O cinema italiano foi de longe a melhor coisa de Cannes - apesar de não ter havido nada que se comparasse a um Ladrão de bicicleta, de Vittorio De Sica, ou a um Roma, Cidade aberta, de Roberto Rossellini. A apresentação de Dois vinténs de esperança, de Castellani, e O capote, de Lattuada, sobre o conto de Gogol, assegurou aos italianos o melhor conjunto do Festival. Mas para mim o filme que de todos mais me agradou como cinema foi um francês, apresentado fora da competição, Jeux interdits, do diretor René Clement. Uma beleza de película, marcada por uma profunda e simples poesia, sobre uma menina cujos pais morrem metralhados por um avião nazista, em meio a uma leva de retirantes, e que se vê abandonada em pleno campo. Uma rústica família de agricultores a recolhe, e o filme todo é a história dessa garotinha cuja vida começa sob o signo de muitas mortes a que ela assiste do fundo de sua perplexa inocência: a dos seus pais, a de seu cachorrinho, a de um dos membros da família que a abriga. Ela acaba com um guri do sítio de quem fica inseparável por só pensar em morte, em cruzes de madeira, em cemitério. Fazem os dois um cemiteriozinho de bichos e para tal furtam as cruzes do cemitério da localidade. Apesar de ser a idéia da morte que dá o tom da película, não há morbidez na narrativa - pelo contrário. É um conto cheio de amor, mas que pela sua estranheza lembra um pouco o romance de Allain Fournier, Le Grand Meaulnes. 

O curioso é que, um dia antes de ver o filme eu fora experimentar um famoso restaurante de peixe perto de Cannes, La Mère Ferrat, numa cidadezinha chamada La Napoule.
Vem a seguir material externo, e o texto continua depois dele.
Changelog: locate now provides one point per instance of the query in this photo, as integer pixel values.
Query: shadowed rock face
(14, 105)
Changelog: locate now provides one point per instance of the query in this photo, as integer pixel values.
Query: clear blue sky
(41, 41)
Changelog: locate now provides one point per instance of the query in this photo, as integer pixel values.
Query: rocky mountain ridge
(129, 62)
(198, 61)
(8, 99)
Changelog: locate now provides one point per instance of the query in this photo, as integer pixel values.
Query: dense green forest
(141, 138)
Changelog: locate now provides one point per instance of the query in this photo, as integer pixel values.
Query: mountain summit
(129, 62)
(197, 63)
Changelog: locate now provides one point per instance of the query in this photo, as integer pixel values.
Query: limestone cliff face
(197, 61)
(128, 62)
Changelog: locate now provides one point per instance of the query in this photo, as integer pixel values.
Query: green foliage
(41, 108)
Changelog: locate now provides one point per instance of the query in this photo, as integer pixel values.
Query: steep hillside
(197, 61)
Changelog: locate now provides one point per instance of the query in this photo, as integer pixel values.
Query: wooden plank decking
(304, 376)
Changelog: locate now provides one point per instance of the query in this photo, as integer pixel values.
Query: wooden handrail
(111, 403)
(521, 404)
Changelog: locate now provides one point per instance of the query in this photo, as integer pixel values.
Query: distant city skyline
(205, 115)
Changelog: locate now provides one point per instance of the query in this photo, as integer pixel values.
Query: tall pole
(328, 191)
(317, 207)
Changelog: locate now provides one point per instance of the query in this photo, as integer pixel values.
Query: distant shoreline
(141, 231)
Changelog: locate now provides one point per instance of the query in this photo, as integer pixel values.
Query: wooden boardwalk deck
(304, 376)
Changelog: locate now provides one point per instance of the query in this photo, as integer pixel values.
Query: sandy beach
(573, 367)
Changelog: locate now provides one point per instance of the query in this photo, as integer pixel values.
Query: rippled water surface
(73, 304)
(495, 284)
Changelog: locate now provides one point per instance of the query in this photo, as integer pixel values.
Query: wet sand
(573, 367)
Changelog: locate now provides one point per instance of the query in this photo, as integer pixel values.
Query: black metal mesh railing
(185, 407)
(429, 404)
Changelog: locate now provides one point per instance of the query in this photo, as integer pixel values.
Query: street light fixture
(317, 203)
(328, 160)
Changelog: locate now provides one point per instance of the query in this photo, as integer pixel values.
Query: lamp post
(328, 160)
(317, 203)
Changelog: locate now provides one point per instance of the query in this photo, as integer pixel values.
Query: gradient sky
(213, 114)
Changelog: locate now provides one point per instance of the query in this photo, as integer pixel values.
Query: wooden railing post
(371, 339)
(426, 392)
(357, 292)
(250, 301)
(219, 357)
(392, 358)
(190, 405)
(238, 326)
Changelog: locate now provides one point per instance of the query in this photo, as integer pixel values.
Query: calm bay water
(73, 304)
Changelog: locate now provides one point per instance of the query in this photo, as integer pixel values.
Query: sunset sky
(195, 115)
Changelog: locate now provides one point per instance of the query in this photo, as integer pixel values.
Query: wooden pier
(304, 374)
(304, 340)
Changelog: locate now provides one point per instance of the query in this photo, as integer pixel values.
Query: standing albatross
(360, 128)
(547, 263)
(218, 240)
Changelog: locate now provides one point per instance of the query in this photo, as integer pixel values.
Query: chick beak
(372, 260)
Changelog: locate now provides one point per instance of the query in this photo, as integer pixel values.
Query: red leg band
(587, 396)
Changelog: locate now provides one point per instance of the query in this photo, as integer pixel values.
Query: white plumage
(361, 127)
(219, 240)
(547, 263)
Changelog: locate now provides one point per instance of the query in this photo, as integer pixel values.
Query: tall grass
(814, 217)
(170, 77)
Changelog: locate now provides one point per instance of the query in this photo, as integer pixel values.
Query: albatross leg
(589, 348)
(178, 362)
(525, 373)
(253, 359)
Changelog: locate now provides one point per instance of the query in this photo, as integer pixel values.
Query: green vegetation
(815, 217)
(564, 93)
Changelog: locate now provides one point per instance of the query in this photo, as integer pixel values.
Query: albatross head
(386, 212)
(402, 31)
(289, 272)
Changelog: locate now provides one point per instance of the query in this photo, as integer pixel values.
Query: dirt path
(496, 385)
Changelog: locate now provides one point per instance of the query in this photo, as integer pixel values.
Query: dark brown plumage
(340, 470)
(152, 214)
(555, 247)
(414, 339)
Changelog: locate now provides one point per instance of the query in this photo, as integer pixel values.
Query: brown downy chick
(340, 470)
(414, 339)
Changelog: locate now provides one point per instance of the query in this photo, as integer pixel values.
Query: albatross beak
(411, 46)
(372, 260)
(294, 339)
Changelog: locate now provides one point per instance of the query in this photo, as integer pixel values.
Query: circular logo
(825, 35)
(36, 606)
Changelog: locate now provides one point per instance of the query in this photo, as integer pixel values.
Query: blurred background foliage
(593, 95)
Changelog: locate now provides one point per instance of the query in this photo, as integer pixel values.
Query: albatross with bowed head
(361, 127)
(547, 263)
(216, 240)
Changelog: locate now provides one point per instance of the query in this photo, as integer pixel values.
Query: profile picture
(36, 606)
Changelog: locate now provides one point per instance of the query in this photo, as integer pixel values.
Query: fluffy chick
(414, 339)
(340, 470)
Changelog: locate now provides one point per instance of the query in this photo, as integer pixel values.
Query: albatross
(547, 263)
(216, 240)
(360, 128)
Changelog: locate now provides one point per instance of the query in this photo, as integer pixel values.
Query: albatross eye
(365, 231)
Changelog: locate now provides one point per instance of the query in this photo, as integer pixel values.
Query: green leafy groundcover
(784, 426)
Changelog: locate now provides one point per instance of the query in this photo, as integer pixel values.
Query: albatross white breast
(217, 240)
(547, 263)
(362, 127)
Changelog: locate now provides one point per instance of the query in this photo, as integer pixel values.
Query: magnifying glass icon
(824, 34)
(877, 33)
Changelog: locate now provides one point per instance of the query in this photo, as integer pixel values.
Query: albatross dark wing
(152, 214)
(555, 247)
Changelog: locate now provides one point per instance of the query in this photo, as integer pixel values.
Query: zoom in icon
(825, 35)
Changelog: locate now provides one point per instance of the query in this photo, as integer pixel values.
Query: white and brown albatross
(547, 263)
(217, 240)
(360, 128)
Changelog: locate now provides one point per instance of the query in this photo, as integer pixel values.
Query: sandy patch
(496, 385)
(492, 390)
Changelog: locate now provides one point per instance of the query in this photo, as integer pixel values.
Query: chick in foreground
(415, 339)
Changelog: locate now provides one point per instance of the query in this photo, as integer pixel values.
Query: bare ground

Lá estava um encanto de menina loura, um bichinho de uns cinco ou seis anos, que nos deliciou a todos pelo seu natural desembaraço cantando junto com o patron, o gordo filho da Mère Ferrat que entretém os circunstantes. Pois bem: no dia seguinte eu reconheceria a menininha como a heroína de Jeux interdits, cujo nome é - tomem nota - Brigitte Fossey. 

MACK SENNETT 

Um dos pontos altos do Festival de Cannes é a venerável presença nestas paragens do velho Mack Sennett, pai da comédia cinematográfica, criador de alguns dos maiores astros e estrelas, descobridor de Chaplin, inventor do gênero das bathing beauties, isto é, "as belas banhistas", precursoras das pin-up girls e portanto do maillot de banho. Avô do biquíni, como ele próprio se chamou na entrevista coletiva que deu à imprensa. 

Essa entrevista fará parte de uma segunda reportagem pela sua excepcional importância. Foi, do ponto de vista do Festival, o seu momento cultural mais importante, junto com o I Congresso Internacional de Autores de Filmes, sobre que comentarei também. Foi assim como ver a história falar por sua própria boca. 
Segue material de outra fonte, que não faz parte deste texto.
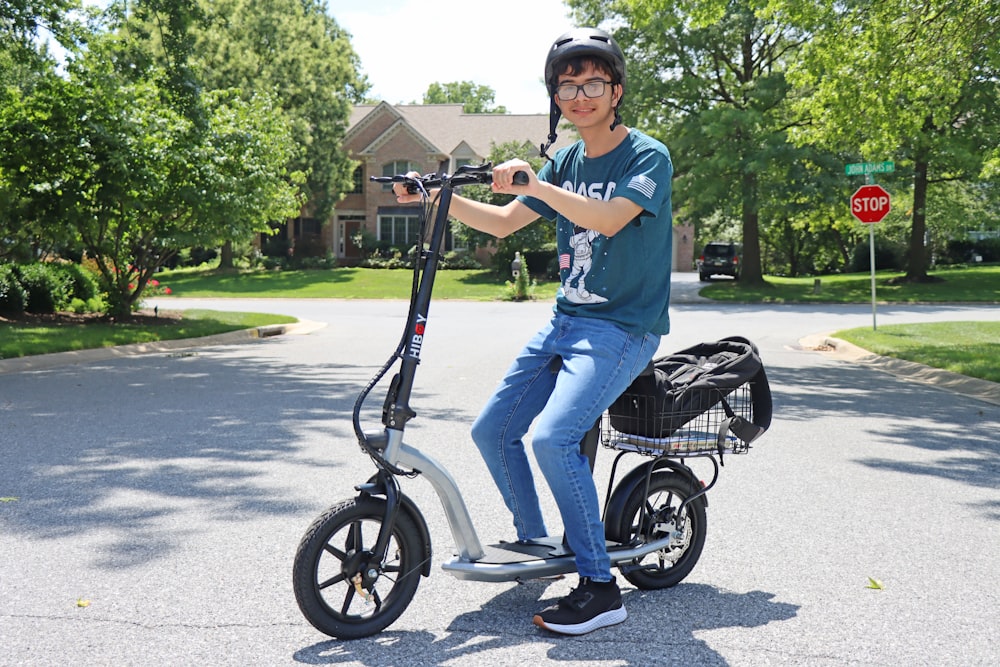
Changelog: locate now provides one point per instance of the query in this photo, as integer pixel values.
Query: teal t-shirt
(623, 278)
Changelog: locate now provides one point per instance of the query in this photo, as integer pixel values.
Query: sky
(406, 45)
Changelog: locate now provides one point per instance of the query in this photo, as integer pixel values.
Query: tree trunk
(918, 261)
(750, 273)
(226, 256)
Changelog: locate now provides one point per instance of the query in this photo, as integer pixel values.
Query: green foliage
(523, 287)
(46, 289)
(888, 256)
(293, 52)
(473, 98)
(13, 296)
(102, 155)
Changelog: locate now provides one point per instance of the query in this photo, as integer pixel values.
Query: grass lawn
(340, 283)
(957, 285)
(44, 335)
(967, 348)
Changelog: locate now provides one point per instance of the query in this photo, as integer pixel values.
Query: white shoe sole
(613, 617)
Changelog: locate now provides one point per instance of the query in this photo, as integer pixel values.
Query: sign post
(870, 204)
Orson Welles apresentou oficialmente Mack Sennettt ao público do Festival, numa cerimônia que se seguiu à exibição de algumas de suas melhores comédias. No meio do discurso, Orson Welles declarou o cinema morto. 
E Rasho-Mon, soberbo filme japonês vitorioso o ano passado em Veneza? E a escola realista italiana? E o próprio Sennett, cinema vivo ali diante dos olhos de todos? 

Não teria havido uma certa precipitação sua nesse atestado de óbito, Orson Welles? Moribundo, possível... Morto, nunca.